Для того, кто ходит и стоит, мир выглядит иначе, чем для того, кто лежит. Когда лежишь и смотришь в потолок, как, например, сейчас я, или безымянный старик у Беккета в «Компании», или безымянный пациент (читатель, писатель) в эссе Вирджинии Вулф о болезни, а потом ты обращаешь внимание на другие вещи. Пятна, мухи, краску, край обоев, окно, небо, облака, которые непрерывно меняются. Вулф называет это бесконечной кинопостановкой.
* * *По ночам в доме у нас тихо, и мне кажется, будто я слышу стук собачьих лап на лестнице, но собака сейчас спит на полу возле кровати. Может, это наша предыдущая собака, которая была у нас раньше? В то, что люди умирают, я не верю, а как насчет собак? Много лет спустя после их смерти мы слышим топот их лап.
Теперь я не принимаю снотворное, а встаю с постели. Я встаю и спускаюсь по лестнице. На часах почти четыре. Я захожу в гостиную, сажусь на диван и смотрю в сторону кухни. На кофеварке горят кнопки. На компьютерах горят огоньки. Холодильник гудит. Дом трехэтажный. Комнаты довольно маленькие. Часто (днем, когда никто не спит) откуда-нибудь слышится стук. Мы живем тут вчетвером, двое старших детей уже съехали. Четыре человека и собака. Кто-нибудь то и дело роняет что-то на пол, или натыкается на что-нибудь, или спотыкается и падает. Тогда все остальные кричат: «Что случилось? Все в порядке? Ты не ударился?» Обычно все хорошо, и в ответ доносится: «Ничего страшного, все в порядке».
* * *17 августа 1969 года мой отец написал моей матери письмо, подписавшись: «Твой ночной брат». Сначала он писал ей письма в самый разгар их любви и снова – когда между ними все было кончено.

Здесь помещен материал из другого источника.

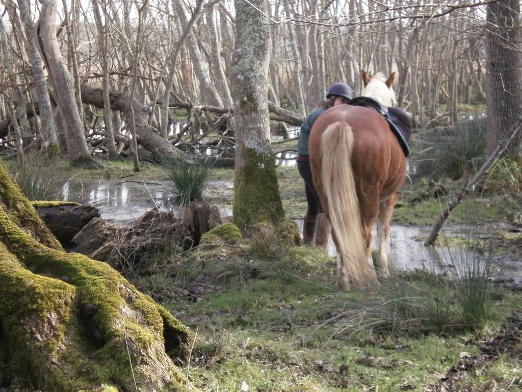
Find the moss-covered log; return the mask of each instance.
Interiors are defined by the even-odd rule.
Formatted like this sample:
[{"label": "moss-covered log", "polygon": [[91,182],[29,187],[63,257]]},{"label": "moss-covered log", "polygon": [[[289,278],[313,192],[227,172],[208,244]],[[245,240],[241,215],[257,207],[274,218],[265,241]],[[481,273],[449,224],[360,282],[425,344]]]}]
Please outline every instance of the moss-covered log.
[{"label": "moss-covered log", "polygon": [[173,360],[189,332],[108,264],[65,252],[1,161],[0,285],[0,386],[185,390]]}]

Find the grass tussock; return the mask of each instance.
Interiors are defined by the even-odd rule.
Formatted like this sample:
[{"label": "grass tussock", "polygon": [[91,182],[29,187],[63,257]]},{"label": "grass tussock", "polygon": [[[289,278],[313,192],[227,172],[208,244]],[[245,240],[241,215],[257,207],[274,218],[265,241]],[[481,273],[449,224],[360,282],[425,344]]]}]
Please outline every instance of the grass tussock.
[{"label": "grass tussock", "polygon": [[453,126],[416,135],[411,158],[416,161],[416,176],[460,178],[474,172],[484,162],[485,134],[486,122],[476,115]]},{"label": "grass tussock", "polygon": [[23,162],[9,166],[11,175],[29,200],[62,201],[71,177],[64,175],[64,162],[37,153],[24,155]]},{"label": "grass tussock", "polygon": [[169,158],[162,162],[161,167],[170,186],[172,195],[182,205],[203,200],[215,170],[211,158],[201,161]]}]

У меня есть копии всех писем, которые они писали друг другу.
Расскажу, как появились эти копии. Когда отец умер, мать отдала написанные им письма в архив, в фонд, где хранится его наследие и где собраны обширные материалы, в том числе и частная переписка. Этот архив появился еще при папиной жизни и по его собственной инициативе, и в связи с этим он попросил одну из моих сестер и меня присматривать за архивом от его имени, поэтому мы вошли в состав правления фонда. Заседания членов правления проходили в Центре кинематографии в Стокгольме, кажется, на третьем этаже. Сам же архив – тысячи документов и фотографий – располагался в подвале. А потом отец умер. Правление фонда по-прежнему проводило заседания на третьем этаже, архив все еще хранился в подвале. Это как охранять огромное бесформенное животное. Я почти никогда туда не спускалась. Разобрать его почерк было невозможно, а материалов там хранилось огромное количество.
Теперь папу причислили к рангу ученых. До того, как мать передала хранившиеся у нее письма в архив, мой свекор, университетский библиотекарь, предложил рассортировать и скопировать их, чтобы она, когда захочется, доставала их и перечитывала. Не знаю, о чем мать со свекром говорили, когда она передавала ему письма, тогда, в те времена, письма эти меня особо не занимали, мне лишь хотелось, чтобы мать побыстрее передала их в фонд. Когда отец умер, я стала невероятно придирчивой и требовательной: все должно было происходить строго в соответствии с правилами, которыми определялся дальнейший ход вещей. Если сейчас я – хоть и против моего желания – вспоминаю себя, ту, какой я была после смерти отца, то вижу женщину с нервными движениями, которая громко говорит и быстро ходит и к которой никого не тянет обратиться. Меня тоже к ней не тянуло. Голос у нее слегка звенит, еще она рассылает слишком длинные мейлы чересчур многим адресатам, а по утрам без умолку рассуждает о домах своего отца. «Что же будет с домами?» – кричит она, не дав собственному мужу возможности открыть глаза и толком проснуться.